There are several uses of the term "Systemic Practice". A broad and simple definition of Systemic Practice might be:
1. An Inclusive Way of Working With People
Systemic Practice is any way of working that aims to bring out, share, and respect the views and stories of all involved, so to integrate a constructive way forward. Characteristically that very broad description fits Family Therapy, but it also fits many other human activities!
Used in relation to Family Therapy ideas and methods, Systemic Practice means other things. It can mean:
2. Applying Family Systems Ideas to Other Professions Than Family Therapy
The simple application of the same family-systems principles and approach, as above, to other helping professions other than Family Therapy itself, that work with people and their life problems. That would include psychology, psychiatry, family doctors, couselling, nursing, social work, and all the psychotherapies.
This, and the first meanings are the main ones on this website. This second one is also what AFT's strapline long name means: "The Association for Family Therapy and Systemic Practice in the UK". Nick's articles on Forallthat about the demystification of Family Therapy into less monolithic, more ordinary, elements have been entirely for this purpose - eg The Potential of Systemic Practice (for Social Work) which was given at the Forallthat launch meeting in Stirling; and Family Therapy: The Rest of the Picture.

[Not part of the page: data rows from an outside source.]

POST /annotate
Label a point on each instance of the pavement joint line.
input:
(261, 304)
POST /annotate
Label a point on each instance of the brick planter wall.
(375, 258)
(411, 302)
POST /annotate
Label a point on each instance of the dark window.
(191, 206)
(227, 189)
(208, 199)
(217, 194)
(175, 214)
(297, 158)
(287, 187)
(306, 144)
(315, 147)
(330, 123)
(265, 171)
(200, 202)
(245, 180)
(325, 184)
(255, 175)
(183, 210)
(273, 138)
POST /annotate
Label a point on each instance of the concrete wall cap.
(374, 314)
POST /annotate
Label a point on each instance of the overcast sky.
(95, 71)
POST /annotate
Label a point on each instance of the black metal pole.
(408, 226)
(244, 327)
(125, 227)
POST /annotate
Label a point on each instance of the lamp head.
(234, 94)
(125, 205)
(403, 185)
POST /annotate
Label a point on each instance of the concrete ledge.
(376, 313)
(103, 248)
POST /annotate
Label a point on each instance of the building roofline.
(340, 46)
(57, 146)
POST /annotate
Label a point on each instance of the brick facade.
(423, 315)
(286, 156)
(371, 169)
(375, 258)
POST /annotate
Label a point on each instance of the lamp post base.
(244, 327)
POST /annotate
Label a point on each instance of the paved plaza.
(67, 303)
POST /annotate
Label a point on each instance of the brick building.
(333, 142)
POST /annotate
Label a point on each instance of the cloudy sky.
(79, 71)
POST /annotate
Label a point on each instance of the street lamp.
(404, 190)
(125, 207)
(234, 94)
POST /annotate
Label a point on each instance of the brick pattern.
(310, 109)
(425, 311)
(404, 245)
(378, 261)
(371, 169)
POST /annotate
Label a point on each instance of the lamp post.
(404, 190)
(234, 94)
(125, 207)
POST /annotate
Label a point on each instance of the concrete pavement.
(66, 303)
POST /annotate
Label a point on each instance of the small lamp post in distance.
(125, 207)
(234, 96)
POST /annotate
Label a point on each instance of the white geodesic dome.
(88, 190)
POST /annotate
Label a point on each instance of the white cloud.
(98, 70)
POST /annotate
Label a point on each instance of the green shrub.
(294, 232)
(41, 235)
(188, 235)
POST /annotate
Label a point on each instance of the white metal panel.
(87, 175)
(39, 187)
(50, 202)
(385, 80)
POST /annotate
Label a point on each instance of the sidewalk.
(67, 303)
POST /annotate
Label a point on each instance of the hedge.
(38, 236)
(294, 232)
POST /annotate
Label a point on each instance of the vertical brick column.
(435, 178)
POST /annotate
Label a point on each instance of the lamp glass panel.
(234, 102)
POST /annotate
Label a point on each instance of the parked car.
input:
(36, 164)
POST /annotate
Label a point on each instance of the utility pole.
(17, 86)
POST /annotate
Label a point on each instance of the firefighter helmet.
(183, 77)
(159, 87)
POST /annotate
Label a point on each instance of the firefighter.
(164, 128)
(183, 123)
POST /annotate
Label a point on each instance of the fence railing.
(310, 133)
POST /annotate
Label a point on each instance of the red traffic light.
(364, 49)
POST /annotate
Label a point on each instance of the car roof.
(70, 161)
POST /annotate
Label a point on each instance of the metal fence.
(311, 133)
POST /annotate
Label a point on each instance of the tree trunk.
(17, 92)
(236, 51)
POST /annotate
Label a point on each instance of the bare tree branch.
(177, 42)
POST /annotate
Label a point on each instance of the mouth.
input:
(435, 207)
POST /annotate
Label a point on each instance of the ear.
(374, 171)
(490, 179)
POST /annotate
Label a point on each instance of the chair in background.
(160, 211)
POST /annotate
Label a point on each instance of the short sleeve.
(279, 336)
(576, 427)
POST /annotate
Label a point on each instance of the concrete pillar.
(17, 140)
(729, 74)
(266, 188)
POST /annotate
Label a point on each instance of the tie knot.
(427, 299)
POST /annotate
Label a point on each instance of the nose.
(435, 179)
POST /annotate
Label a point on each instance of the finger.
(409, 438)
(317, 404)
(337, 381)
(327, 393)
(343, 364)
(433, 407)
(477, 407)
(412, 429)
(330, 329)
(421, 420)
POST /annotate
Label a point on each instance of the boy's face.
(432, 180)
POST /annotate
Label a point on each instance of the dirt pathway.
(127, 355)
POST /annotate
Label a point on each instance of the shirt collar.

3. An Alternative Broader Term for Family Therapy
Family Therapy characteristically tackles a certain class of problems, mental health or behavioural ones, that mental health services typically claim as their clientele and expertise. But everyone agrees that such a family systems approach is validly applied to groups other than "Families" and activities other than those that are comfortably called "Therapy". So the term Systemic Practice may be used as a suitable alternative to Family Therapy to denote its broader scope. Changing "Systemic" for "Family" and/or "Therapist" for "Consultant" or somesuch, may mean simply that the professional has this broader view of their work. But on the other hand, those titles may go with:
4. A More Specialist Development of Systemic Ideas Within Family Therapy
Systemic Practice may mean the specialist development of systemic theory and methods within a more pure and often high-flying academic discourse. This may go with variations of the term Family Therapist similar to those above, such as "Systemic Psychotherapist" or "Systemic Consultant".
5. A More Sociological Perspective
If families and small human organisations are complex, then sociologically sized ones must be even more so! Thinking about change within social groups therefore gives rise, for example, to a Journal of Action Research and Systemic Practice.
And A Note on the Meaning of "System":
The etymological origin of the word "system" means something that has "set-up-ness". That is, the cybernetic view of a grouping of things as if set up for a purpose where there is feedback to keep things on track, as there is when a person uses a rope and pulley, or a bicycle. That is the word originally referred - at least in an "as if" way - to intentional matters, even though we can also analyse a predicament and the factors that go to make it, even if they were certainly not intended by anyone (eg a football crowd disaster, and in many families with problems). In the last example, the systemic analysis is in order to intentionally stop or change the undesired system functioning.
Nowadays the word "system" implies a holistic approach, an interest in the whole "set-up" and the wider functioning of the system. Physicians got hold of the word "systemic" before we did, as in "systemic therapy" which for them means giving medicine throughout the whole body not applying it locally, eg steroid pills rather than cream for a skin rash. That surprisingly parallels our interpersonal approach to presented problems quite closely, doesn't it?!